AI Underwriting Without Credit Bureaus
Most of the world's credit infrastructure is built on an assumption: the borrower has a credit file. A bureau has their repayment history. A score exists. A lender queries it.
In Nigeria — and across most of sub-Saharan Africa — that assumption breaks for a significant portion of small and medium businesses. They transact in cash or on mobile money. They haven't borrowed from a formal institution before. They're not in any bureau. Their creditworthiness is real, but it's invisible to the standard pipeline.
TrustRail is a BNPL underwriting platform I built for this context. A merchant offers "buy now, pay in instalments" to their business customers. The customer submits a bank statement. TrustRail reads it, produces a trust score, and makes an approval decision. No bureau required.
This article is about the architecture of that pipeline — the data model, the analysis engine, the two-tier LLM integration, and the specific design decisions driven by the Nigerian financial context.
Let's dig in.
The Input Signal
In the absence of a credit bureau, the bank statement is the richest available signal. A 3–6 month statement from a Nigerian bank (GTBank, Access, Zenith, Kuda, OPay, Moniepoint) tells you:
- Income patterns — frequency, amounts, source classifications (salary, business receipts, transfers)

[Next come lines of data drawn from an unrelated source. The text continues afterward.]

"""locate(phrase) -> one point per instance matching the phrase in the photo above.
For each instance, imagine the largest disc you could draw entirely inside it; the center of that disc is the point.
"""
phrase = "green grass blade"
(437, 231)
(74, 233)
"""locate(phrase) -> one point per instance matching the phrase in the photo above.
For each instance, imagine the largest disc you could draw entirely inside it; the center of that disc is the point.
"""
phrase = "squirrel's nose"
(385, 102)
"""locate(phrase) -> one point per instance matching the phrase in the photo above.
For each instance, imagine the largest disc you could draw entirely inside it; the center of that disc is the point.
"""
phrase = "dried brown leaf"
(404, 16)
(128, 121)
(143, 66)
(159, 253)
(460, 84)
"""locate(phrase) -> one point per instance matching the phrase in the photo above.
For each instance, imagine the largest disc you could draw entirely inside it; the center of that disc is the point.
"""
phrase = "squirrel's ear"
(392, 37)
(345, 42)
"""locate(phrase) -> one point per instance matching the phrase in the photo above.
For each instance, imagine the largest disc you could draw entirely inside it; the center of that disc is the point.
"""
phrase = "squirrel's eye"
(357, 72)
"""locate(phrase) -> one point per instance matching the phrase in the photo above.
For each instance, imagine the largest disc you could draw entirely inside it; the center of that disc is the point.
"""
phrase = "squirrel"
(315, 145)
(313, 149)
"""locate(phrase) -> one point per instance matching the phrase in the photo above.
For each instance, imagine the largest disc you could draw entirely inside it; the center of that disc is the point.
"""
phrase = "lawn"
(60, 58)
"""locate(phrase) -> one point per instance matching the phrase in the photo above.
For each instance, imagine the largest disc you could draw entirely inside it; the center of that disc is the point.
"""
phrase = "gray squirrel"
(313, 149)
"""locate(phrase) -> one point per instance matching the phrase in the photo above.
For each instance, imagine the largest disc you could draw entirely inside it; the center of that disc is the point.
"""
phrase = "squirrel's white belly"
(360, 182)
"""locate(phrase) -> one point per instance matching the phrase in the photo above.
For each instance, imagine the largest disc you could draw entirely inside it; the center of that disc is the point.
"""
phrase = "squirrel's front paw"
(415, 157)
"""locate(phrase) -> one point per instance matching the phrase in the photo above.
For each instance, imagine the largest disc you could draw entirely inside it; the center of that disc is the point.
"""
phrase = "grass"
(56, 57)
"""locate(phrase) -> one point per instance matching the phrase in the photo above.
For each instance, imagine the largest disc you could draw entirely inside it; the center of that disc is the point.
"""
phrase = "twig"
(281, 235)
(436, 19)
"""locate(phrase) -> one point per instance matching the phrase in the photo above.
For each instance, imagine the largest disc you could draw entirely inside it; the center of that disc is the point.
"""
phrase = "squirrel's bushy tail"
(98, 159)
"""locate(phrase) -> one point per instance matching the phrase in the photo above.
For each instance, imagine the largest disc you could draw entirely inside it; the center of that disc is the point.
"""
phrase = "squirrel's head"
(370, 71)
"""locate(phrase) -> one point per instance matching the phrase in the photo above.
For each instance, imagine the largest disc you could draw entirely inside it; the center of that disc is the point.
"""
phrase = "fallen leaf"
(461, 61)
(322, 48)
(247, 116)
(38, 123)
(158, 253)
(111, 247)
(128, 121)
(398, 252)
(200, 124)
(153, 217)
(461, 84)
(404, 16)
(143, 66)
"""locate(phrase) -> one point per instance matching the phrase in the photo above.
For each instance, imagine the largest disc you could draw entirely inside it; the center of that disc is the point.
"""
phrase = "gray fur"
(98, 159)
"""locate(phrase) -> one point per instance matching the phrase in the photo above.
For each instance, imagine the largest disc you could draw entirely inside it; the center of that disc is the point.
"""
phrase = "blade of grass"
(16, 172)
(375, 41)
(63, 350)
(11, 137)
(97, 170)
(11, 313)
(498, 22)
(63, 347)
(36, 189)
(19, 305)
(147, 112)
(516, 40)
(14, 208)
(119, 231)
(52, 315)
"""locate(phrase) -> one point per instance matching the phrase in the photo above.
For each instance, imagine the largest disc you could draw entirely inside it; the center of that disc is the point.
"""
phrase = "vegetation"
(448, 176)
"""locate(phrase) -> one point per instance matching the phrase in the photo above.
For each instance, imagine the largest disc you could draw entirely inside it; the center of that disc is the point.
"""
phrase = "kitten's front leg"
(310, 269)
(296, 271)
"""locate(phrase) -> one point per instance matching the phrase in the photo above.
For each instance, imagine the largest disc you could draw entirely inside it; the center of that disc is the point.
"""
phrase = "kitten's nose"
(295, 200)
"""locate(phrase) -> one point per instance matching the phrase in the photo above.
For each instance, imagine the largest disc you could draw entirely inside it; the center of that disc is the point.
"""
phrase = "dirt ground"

- Spending behaviour — recurring obligations, loan repayments, utility payments, gambling activity
- Balance health — average balance, minimum balance, whether the account goes negative
- Behavioural signals — bounced transactions, failed direct debits, overdraft usage
- Debt exposure — identifiable loan repayments to lenders like Carbon, FairMoney, PalmCredit, Renmoney
None of these are as clean as a bureau-sourced credit score. But combined, they support a decision with meaningful predictive validity for the specific question being asked: "Can this business afford ₦X per month for the next N months?"
The challenge is that bank statements arrive as PDFs or CSVs in wildly different formats. GTBank's statement looks nothing like Kuda's. OPay's narrations are truncated differently from Access Bank's. A traditional rule-based parser that handles one bank's format doesn't handle another's without significant engineering for each.
This is where GPT-4o earns its place.
The Two-Engine Architecture
TrustRail has two analysis paths for a submitted statement, and the choice between them depends on what the applicant uploaded.
Primary Path: GPT-4o
When the application includes an OpenAI file ID (set during upload via the openaiService.uploadFileToOpenAI call), the background job uses GPT-4o to read the PDF directly:
if (application.openai?.fileId) {
const { analysisResult, fullResponse, fullPrompt } = await analyzeFileWithOpenAI(
application.openai.fileId,
application.installmentAmount,
trustWallet.approvalWorkflow,
);
// ...
}
The model receives the PDF, the installment amount being applied for, and the approval thresholds configured by the merchant. It returns a structured TrustEngineAnalysisResult — but crucially, as discussed in the previous articles, it does not compute the trust score. The score is computed by the deterministic TypeScript engine after the model's extraction is complete.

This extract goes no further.